In response to your ideas above:

  1. I did know this, but wanted to confirm expected behavior. I appreciate the clarification though.

  2. This is the fundamental concept I was missing. I did not understand that each worker would process a row group and that the benefit would only come if more than one row groups was being accessed given the amount of batches iterated through.

  3. I did play around with the argument shuffling_queue_capacity. To be honest I found my results to be "fiddly". Depending on the size of data, the partition sizes, the row group sizes, and even the transform_spec I found adding this argument to both add and decrease latency. I humbly suggest a more detailed overview of how to increase throughput based on all these variables in conjunction with shuffling_queue_capacity in your documentation or at least some pointers to help guide user experimentation.

  4. As noted above, I missed this concept. After iterating on the row group instead of batches I started to see results that made more sense. 1 worker was always less efficient than > 1 workers, although I did see using all the workers on my instance consistently less efficient than using less than all workers. Not a big deal as I can access instances with many more workers if need be.

('thread', 4)
('thread', 3)
('thread', 2)
('thread', 1)
--
workers_count: 4 and pool_type: thread
batches: 10
loop time: 9.915568590164185
average time to process batch: 1.1017176575130887
average batch size: 64.0
--
workers_count: 3 and pool_type: thread
batches: 10
loop time: 7.1100451946258545
average time to process batch: 0.7899945047166612
average batch size: 64.0
--
workers_count: 2 and pool_type: thread
batches: 10
loop time: 7.345884323120117
average time to process batch: 0.8162005477481418
average batch size: 64.0
--
workers_count: 1 and pool_type: thread
batches: 10
loop time: 11.899104833602905
average time to process batch: 1.322114732530382
average batch size: 64.0

Note that I vastly slimmed down what was happening in the TransformSpec in my test here which accounts for the lower latency compared to my original example where even one batch would take nearly half a second or more.
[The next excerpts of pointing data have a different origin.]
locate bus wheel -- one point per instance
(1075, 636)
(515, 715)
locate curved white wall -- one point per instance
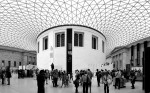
(82, 57)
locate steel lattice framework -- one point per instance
(121, 21)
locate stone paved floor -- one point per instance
(29, 85)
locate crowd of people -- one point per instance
(5, 75)
(82, 78)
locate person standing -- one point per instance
(52, 66)
(41, 82)
(8, 75)
(76, 82)
(118, 76)
(133, 78)
(98, 77)
(86, 81)
(107, 80)
(3, 76)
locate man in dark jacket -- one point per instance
(41, 82)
The latency on loading the data ended up being the red herring. The amount of transformation that is needed to meet the demands of petastorm's BatchedDataLoader (pandas input/output, no access to pytorch collate_fn for a chance at decreasing latency) to work as a solution for input to our particular pytorch model is unwieldy. We just have too many columns where vectors of unequal size need to be transformed after being loaded from parquet, preventing a vectorized transformation and thus an efficient use of the BatchedDataLoader process it seems.
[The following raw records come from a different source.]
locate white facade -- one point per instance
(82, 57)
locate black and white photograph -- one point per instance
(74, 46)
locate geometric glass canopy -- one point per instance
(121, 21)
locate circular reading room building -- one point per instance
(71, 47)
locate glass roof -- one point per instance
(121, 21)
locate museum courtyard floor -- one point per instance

selitvin commented 3 years ago

Do you think having an option for a user to supply their own collate function would be helpful in your case? This is something that was brought up in #647 and I will try to address in the following weeks.

Jomonsugi commented 3 years ago

Maybe. In my case I have arrays that are of unequal size that need to be 1) mapped to indexes and 2) padded with 0's. For padding, pytorch has a method to deal with tensors of uneven size via collate_fn at the batch level through their DataLoader object that would definitely be faster than what I'm doing right now with a .apply through pandas. For the case of indexing, if I can find a solution through pytorch that is quicker than the python dictionary lookup I am using to map values to indexes, then the answer again would be yes.

In my opinion, the more that can be done with pytorch, the better. Full control of the batch of pytorch tensors produced by BatchedDataLoader before being fed into the model could be helpful to many other use cases as well.

selitvin commented 3 years ago

Agreed. We'll try moving in this direction. Thank you for your input!